- Born: 1965 (age 60–61) Los Angeles, California, US
- Spouse: Hugh Nichols Dixon Sr.

Academic background
- Education: BA, religion, 1987, Dartmouth College MD, 1991, Geisel School of Medicine

Academic work
- Institutions: Howard University HospitalUNC School of Medicine University of Texas MD Anderson Cancer Center

= Andrea Hayes-Jordan =

American pediatric surgeon

Andrea A. Hayes Dixon (born 1965) is an American surgeon. She was the first pediatric surgeon to perform a high-risk, life-saving procedure in children with a rare form of cancer and developed the first orthotropic xenograft model of metastatic Ewing's sarcoma. In 2002, she became the first African American female pediatric surgeon board-certified in the United States.

Dixon is the Chairwoman of Surgery at Howard University Hospital.

==Early life and education==
Dixon was born in Los Angeles, California in 1965. She enrolled at Dartmouth College for a Bachelor of Arts degree in Religion but accepted an opportunity to work in a leukemia lab at the medical school. Dixon then enrolled at Geisel School of Medicine wanting to be a pediatrician but was inspired by Thomas Colacchio to shift her focus. While completing her sub-internship at Stanford University, she studied pediatric surgery and chose to pursue the profession as a career.

==Career==
Upon graduating from medical school, Dixon decided to focus on pediatric surgery but was rejected three times from hospitals for their training programs. When her mentor asked why she was being rejected, one surgeon replied that bringing in the first black woman was too much of a risk for his program. As a result, Hayes-Jordan went to a training program in Toronto and in 2002, she became the first black, female, board-certified pediatric surgeon in the United States. She started working with children with cancer at St. Jude's Hospital before specifically focusing on abdomen cancer.

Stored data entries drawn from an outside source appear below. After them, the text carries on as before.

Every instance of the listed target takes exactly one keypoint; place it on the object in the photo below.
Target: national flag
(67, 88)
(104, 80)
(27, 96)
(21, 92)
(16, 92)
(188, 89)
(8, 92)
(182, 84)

Six years later, Dixon developed the first orthotropic xenograft model of metastatic Ewing's sarcoma while simultaneously completing the first cytoreductive surgery and hyper-thermic intraperitoneal chemotherapy HIPEC for children with sarcomatosis. By 2006, Dixon became the first surgeon in the United States to successfully use hyperthermic intraperitoneal chemotherapy on a child. During the 12-hour operation, she removed all the tumors before pumping a chemotherapy drug heated to 103 degrees throughout the abdominal cavity.

===UNC===
In 2018, Dixon was appointed Chief of the Division of Pediatric Surgery at UNC School of Medicine and named Surgeon-in-Chief at the North Carolina Children's Hospital. While serving in this role, she was appointed by President Donald Trump to sit on the National Cancer Advisory Board, where she would advise and assist the National Cancer Institute Director on the activities of the National Cancer Program. On September 25, 2019, Hayes-Jordan was honored with the Byah Thomason Doxey-Sanford Doxey Distinguished Professorship.

During the COVID-19 pandemic in North America, Dixon was named to American Pediatric Surgical Association's board of directors and elected President of the Society of Black Academic Surgeons, replacing Martin Karpeh. She was also recognized by the Triangle Business Journal as one of its 2020 Health Care Heroes for her "outstanding accomplishments as a surgeon, teacher, and leader."

==Personal life==
Dixon was married to former National Football League linebacker Darin Jordan; the couple had two children.She is now married to Philadelphia author Hugh Nichols Dixon Sr.